Kiriakou did not explain how he knew who approved the interrogation technique but said such approval comes from top officials. He did not witness or participate in the waterboarding, he said.
"This isn't something done willy nilly. This isn't something where an agency officer just wakes up in the morning and decides he's going to carry out an enhanced technique on a prisoner," he said Tuesday in a round of television news show appearances. "This was a policy made at the White House, with concurrence from the National Security Council and Justice Department."
At the White House, press secretary Dana Perino said the CIA interrogation program approved by the president is safe, tough, effective and legal.

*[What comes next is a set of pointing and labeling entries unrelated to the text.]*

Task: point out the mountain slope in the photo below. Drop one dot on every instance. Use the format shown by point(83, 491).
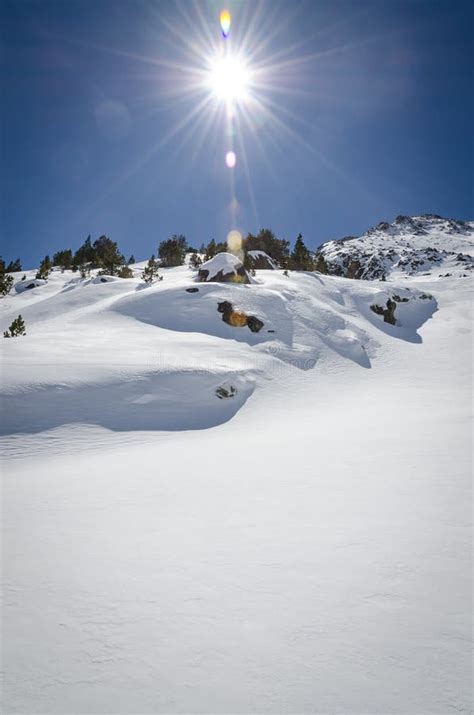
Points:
point(415, 245)
point(302, 546)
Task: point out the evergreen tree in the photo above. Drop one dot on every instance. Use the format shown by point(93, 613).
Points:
point(6, 281)
point(301, 258)
point(45, 268)
point(266, 241)
point(213, 248)
point(195, 261)
point(84, 254)
point(107, 256)
point(320, 264)
point(173, 251)
point(14, 266)
point(84, 270)
point(125, 272)
point(16, 328)
point(63, 259)
point(150, 272)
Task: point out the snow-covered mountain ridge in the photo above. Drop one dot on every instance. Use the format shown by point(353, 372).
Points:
point(200, 518)
point(410, 245)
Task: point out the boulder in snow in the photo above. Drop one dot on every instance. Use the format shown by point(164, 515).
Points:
point(259, 260)
point(21, 286)
point(105, 279)
point(238, 319)
point(223, 268)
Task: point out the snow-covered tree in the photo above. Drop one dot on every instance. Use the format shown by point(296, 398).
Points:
point(17, 328)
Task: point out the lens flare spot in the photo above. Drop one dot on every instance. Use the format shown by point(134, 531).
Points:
point(230, 159)
point(225, 20)
point(229, 79)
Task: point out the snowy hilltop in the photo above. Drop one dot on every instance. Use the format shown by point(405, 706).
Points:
point(232, 490)
point(409, 245)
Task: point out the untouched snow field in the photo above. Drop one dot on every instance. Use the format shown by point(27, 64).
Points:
point(301, 547)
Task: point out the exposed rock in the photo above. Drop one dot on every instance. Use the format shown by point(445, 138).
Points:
point(238, 319)
point(255, 324)
point(388, 312)
point(411, 244)
point(223, 268)
point(259, 260)
point(223, 392)
point(23, 285)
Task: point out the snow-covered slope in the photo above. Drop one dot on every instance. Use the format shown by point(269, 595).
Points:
point(199, 518)
point(426, 244)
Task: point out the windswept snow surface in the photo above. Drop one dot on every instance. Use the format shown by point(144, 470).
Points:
point(301, 547)
point(410, 245)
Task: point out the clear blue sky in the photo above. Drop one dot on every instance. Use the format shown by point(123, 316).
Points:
point(364, 112)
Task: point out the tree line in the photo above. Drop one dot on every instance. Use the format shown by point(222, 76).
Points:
point(104, 254)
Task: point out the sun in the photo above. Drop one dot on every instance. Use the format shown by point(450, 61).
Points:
point(229, 79)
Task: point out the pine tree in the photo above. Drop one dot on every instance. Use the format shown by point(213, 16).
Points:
point(45, 268)
point(195, 261)
point(125, 272)
point(173, 251)
point(63, 259)
point(14, 266)
point(150, 272)
point(107, 256)
point(213, 248)
point(266, 241)
point(84, 254)
point(84, 270)
point(17, 328)
point(6, 281)
point(320, 264)
point(301, 258)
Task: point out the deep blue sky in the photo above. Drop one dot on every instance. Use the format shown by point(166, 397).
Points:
point(377, 121)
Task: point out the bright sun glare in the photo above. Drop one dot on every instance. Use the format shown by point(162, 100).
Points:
point(229, 79)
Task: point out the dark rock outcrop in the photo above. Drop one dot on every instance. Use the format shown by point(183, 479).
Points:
point(238, 319)
point(223, 268)
point(388, 312)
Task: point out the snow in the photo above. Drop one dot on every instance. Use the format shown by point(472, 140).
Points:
point(31, 284)
point(303, 546)
point(225, 262)
point(265, 256)
point(408, 245)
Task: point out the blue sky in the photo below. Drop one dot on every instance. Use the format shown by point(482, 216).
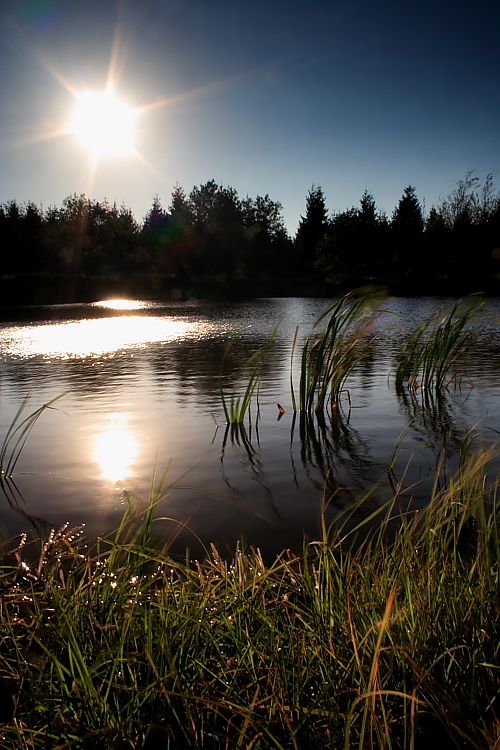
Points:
point(268, 97)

"It's no secret that the president approved a lawful program in order to interrogate hardened terrorists," Perino said. "We do not torture. We also know that this program has saved lives by disrupting terrorist attacks."
Abu Zubaydah, the first high-value detainee taken by the CIA in 2002, is now being held with other detainees at the U.S. base at Guantanamo Bay, Cuba. He told his interrogators about alleged Sept. 11 accomplice Ramzi Binalshibh, and the two men's confessions also led to the capture of Khalid Sheikh Mohammed, whom the U.S. government said was the mastermind behind the Sept. 11 terrorist attacks.
As to the CIA videotapes, President Bush said he didn't know about the tapes or their destruction until last week. "My first recollection of whether the tapes existed or whether they were destroyed was when Michael Hayden briefed me," Bush said in an interview Tuesday with ABC News. "There's a preliminary inquiry going on, and I think you'll find that a lot more data, facts will be coming out," the president said. "That's good. It will be interesting to know what the true facts are."
Waterboarding is an interrogation technique that involves strapping down a prisoner, covering his mouth with plastic or cloth and pouring water over his face. The prisoner quickly begins to inhale water, causing the sensation of drowning.
The CIA is known to have waterboarded three prisoners -- Abu Zubaydah, Khalid Sheik Muhammed, and Abd al-Rahim al-Nashiri, whom the U.S. government says coordinated the 2002 attack on the USS Cole. The CIA has not used the technique since 2003, according to a government official familiar with the program. Hayden prohibited waterboarding in 2006. The U.S. military outlawed it the same year.
Hayden told CIA employees last week that the CIA taped the interrogations of two alleged terrorists in 2002. He said the harsh questioning was carried out only after being "reviewed and approved by the Department of Justice and by other elements of the executive branch." Hayden said Congress was notified in 2003 both of the tapes' existence and the agency's intent to destroy them.
The CIA destroyed the tapes in November of 2005. Exactly when Congress was notified of that and in what detail is in dispute.
The Justice Department and CIA's independent internal watchdog have begun a preliminary inquiry into the destruction of the tapes. The review will determine whether a full investigation is warranted, Attorney General Michael Mukasey said.
Assistant Attorney General Kenneth Wainstein, who is heading the inquiry, "is going to go where the facts lead him," Mukasey said at a news conference. "If the law leads him someplace we are going to go there too."
Mukasey told reporters he still has not determined whether waterboarding is torture, an issue that jeopardized his confirmation by the Senate last month. He said he is reviewing the Bush administration's legal opinions that underpin the CIA interrogation and detention program to determine if they are sound, and if so, whether the CIA's interrogation program conforms with them.
A former head of the military's intelligence agency said Tuesday that waterboarding is torture.
"The technique of having someone think he's drowning, his life is in danger? In my book that's torture," said retired Army Lt. Gen. Harry Soyster, who headed the Defense Intelligence Agency from 1988 to September 1991. "You are using a technique that can kill someone."